Automatically extracting tables from PDFs – whether native or scanned – is hard. Small-scale extraction of one or two tables is fine, either manually or using one of the free services on the web. When you want to extract dozens – or thousands – of pages per day then the problem is different. That is what we are addressing here.
This testing focused on financial statements - annual reports - (as PDFs), to determine which software was most reliable for the automatic extraction of tables.
The testing was to establish the percentage of extracted tables that were 100% correct. The row and columns had to be correct, their headers have to be correct, and all the data had to be correct.
We processed 4 pages with tables at random from each of 25 published annual reports: 10 from FTSE100 companies, 10 from S&P500, and 5 from DAX-listed firms. The companies were all chosen at random. The randomness meant we tested a wide range of tables, both in terms of content and layout. There were a total of 173 tables in these 100 pages.
Zanran was substantially the most accurate, with almost 80% of extracted tables fully correct.
The Scaffolder produced a separate worksheet for each table, and named the worksheet according to the page number, which made it easy to follow manually.
The Excel also included any notes at the bottom of the tables – as blocks of text in the Excel.
Zanran’s Scaffolder outputs tables in a range of formats, XML, JSON, & HTML, as well as Excel. If you select XML or JSON, you can choose to get the text as well. The text is in blocks – titles, paragraphs, etc. The XML or JSON outputs are particularly suitable for NLP (natural language processing) or intelligent search. All the content of the page is available in a machine-readable form.

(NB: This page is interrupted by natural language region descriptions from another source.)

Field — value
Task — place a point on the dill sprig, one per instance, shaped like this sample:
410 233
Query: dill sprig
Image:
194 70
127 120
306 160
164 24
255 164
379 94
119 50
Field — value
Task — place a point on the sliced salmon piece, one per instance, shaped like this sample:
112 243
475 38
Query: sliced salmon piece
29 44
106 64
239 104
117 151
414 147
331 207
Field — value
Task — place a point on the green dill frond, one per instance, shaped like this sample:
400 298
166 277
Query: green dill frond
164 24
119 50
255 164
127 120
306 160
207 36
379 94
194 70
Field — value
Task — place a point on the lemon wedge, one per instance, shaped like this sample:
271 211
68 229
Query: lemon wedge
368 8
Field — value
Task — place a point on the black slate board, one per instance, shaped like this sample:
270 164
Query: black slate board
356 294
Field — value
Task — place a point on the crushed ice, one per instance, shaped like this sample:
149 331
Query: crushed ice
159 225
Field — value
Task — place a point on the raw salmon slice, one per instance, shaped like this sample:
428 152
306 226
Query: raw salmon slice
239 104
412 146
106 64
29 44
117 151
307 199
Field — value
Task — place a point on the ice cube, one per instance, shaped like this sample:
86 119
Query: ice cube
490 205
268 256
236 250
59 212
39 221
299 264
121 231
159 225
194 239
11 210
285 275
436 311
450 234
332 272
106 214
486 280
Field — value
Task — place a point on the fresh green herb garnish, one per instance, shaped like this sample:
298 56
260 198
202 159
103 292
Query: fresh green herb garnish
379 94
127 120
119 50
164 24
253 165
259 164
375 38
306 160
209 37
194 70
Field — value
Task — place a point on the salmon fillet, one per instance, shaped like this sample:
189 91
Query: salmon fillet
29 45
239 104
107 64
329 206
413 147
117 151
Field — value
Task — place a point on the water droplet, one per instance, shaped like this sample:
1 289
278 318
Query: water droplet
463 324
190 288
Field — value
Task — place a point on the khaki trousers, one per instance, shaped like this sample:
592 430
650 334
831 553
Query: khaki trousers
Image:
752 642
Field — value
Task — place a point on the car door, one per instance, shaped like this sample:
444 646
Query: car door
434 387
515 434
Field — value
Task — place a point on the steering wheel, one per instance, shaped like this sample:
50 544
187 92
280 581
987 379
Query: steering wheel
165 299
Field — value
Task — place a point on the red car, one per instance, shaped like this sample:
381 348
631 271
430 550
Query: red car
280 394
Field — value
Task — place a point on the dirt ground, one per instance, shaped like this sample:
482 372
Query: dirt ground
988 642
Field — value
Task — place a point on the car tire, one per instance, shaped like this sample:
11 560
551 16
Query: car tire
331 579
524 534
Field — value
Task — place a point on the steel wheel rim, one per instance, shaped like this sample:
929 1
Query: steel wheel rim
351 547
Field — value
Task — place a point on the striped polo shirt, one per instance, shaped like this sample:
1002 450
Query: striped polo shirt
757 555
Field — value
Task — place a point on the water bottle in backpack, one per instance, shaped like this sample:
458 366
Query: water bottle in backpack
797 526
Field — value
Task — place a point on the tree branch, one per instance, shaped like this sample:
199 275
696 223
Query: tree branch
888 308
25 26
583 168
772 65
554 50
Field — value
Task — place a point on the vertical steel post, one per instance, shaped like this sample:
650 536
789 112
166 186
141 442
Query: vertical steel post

Zanran's software was able to process 'locked' PDFs, and could also handle European number formats reliably.
Unlike the other two products tested, FineReader puts all the tables from a page into a single worksheet:
A person would be able to judge where the tables should be separated. But in most cases it would be hard for a computer programme to make that assessment. That in turn makes it hard to write a programme to extract the column headers automatically.
Otherwise, its biggest errors were from incorrect column headers - either partly or fully missing.
The FineReader has one feature that can be both a blessing and a curse. By default it runs OCR even when the characters exist as readable code. The outcome is that it sometimes gets characters (letters, numbers or symbols) right and sometimes wrong. The technical explanation is given below in the Details section.
Finally, the FineReader was not able to process three of the German reports where 'Content Copying' of the PDFs was not allowed. The Zanran software did not have this limitation.
PowerPDF did produce an Excel worksheet for each table – but the worksheets do not indicate which page the table came from. It was the weakest in judging table boundaries and in merging the words in column headers. Here are examples:
PowerPDF was the worst of the three products in terms of actually missing tables altogether. And, like Abbyy, PowerPDF could not process the three 'locked' German reports.
However, the PowerPDF was better than FineReader in handling unusually-coded characters. It only used its OCR capability when the Unicode characters were out of normal range.
Testing was carried out in May 2020.
All the files were ‘native’ PDFs (not scanned) – to remove the effects of OCR.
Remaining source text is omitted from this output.